When Governor Gordon spoke these words in a post legislative session interview, he followed a long line of people to recognize the problem. Wyoming lives and dies by the mineral industry. What remains to be seen is if the new Governor can help us travel a path to that sustainable future we claim to crave but so far lack the fortitude necessary to take the first step. In another, more recent interview, the Governor went on to say we need to be “realistic and mature” about Wyoming’s reliance on mineral revenue. Governor Gordon is correct, and you can count me among the hopeful about his leadership in this regard.

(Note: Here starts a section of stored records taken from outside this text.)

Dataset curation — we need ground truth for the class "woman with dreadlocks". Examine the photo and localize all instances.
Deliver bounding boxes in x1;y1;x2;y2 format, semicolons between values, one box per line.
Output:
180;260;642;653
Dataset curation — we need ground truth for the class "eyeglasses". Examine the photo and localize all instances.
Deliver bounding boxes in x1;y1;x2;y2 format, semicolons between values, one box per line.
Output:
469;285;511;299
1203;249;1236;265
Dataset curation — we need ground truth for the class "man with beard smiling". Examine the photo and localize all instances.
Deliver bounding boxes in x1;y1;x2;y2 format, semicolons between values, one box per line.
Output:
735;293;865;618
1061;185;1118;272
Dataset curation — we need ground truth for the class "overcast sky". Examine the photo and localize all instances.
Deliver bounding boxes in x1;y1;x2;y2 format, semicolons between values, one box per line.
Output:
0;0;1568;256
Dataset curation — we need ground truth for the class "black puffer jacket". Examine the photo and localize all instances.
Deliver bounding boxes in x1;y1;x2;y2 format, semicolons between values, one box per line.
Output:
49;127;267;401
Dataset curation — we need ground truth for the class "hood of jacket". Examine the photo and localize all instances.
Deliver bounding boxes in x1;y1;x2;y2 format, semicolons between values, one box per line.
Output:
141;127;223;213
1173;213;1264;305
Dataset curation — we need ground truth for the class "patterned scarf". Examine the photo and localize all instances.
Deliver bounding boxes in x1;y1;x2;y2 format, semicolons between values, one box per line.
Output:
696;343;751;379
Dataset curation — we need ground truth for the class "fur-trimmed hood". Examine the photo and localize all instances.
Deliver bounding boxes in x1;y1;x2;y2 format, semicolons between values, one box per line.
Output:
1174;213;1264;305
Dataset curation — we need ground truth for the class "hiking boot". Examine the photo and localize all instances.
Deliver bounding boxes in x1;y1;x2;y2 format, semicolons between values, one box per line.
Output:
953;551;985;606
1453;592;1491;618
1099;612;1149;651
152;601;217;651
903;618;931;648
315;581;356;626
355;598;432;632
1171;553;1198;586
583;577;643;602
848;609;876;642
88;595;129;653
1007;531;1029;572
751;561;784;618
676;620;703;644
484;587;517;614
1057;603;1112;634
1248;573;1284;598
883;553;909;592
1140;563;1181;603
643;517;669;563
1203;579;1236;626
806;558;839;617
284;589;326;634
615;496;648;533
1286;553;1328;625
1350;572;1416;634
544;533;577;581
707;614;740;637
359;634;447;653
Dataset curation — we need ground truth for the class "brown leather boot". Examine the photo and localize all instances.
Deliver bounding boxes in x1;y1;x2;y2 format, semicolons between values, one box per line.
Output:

The obstacles are significant. Debate over oil and gas issues at the legislature this year turned a spotlight on the perverse incentives policy makers, regulators, and industry alike must contend with when considering Wyoming’s tax laws and regulatory environment. If we are serious about correcting course, we must be willing to name and confront these perverse incentives.
Oil and gas, even in times of marginal prices, provides so much revenue to Wyoming that making difficult decisions about the sustainability of our tax code becomes all but impossible. In 2017 the oil and gas industry supplied over $1.1 billion in revenue to Wyoming. Meanwhile, the state’s annual general fund budget was just north of $1.5 billion. The comparison is simplistic given the state’s many revenue buckets filled by oil and gas. Still, those two numbers side by side is enough to scare the daylights out of policy makers whenever tax policy is mentioned above a whisper. If oil and gas were to crash hard, even the most ardent “government-has-a-spending-problem” devotee could not cut their way out of the crisis, and the most strident “keep-it-in-the-ground” activist would notice how much the industry provides.
This is precisely the problem. We are so dependent on oil and gas revenue that even when our legislature’s own studies find that investing in the natural resource sector using smart tax policy would likely return more – not less – revenue over the long term, we shy away because the risk of “losing” even one dollar in the short term is too great. At the very same time the tax code encourages complacency because, for the time being, Wyoming’s needs are met by minerals. The dual message is crippling, “Hey legislature,” we collectively cry, “Don’t reduce the burden on minerals even if Wyoming is uncompetitive, but don’t raise revenue from anywhere else either.” As the Governor says, it is not sustainable.
Wrong incentives are not unique to our tax code. The revenue necessary to educate our children, put police on the street, and even fund conservation measures is bolstered – no matter the tax code – by a regulatory system that incentivizes operators of every size to produce Wyoming’s abundant resources. Unfortunately, Wyoming’s regulations have not kept pace with industry’s technological advances, and operators are forced to shove the round peg of horizontal drilling into the square hole of regulations meant for vertical wells.
Some have argued that operators are intentionally taking advantage of loopholes to harm landowners. There are no loopholes. Operators abide by the State’s established rules or pay a steep penalty for ignoring them. More importantly, the oil and gas industry has paid tens of millions of dollars to Wyoming’s mostly-agriculture-based landowners over the years to access land for development, often keeping family ranches viable for generations in the process. It is not loopholes or moral deficiencies at issue, it is the rules themselves. Like the tax code, they create the wrong incentives. Rather than vilify operators for following the rules, let’s think critically about how to change the rules.
Like the tax code, rules can and should be designed and consistently applied to promote the right incentives. Incentives like prudent production, market competitiveness, strong landowner relationships and fairness under the law to surface and mineral property owners alike are just a few. Throughout this year, the Petroleum Association of Wyoming will offer meaningful recommendations to promote these and other goals. We will seek ways to create a more fair and sustainable tax code. We look forward to being part of Governor Gordon’s realistic and mature discussion.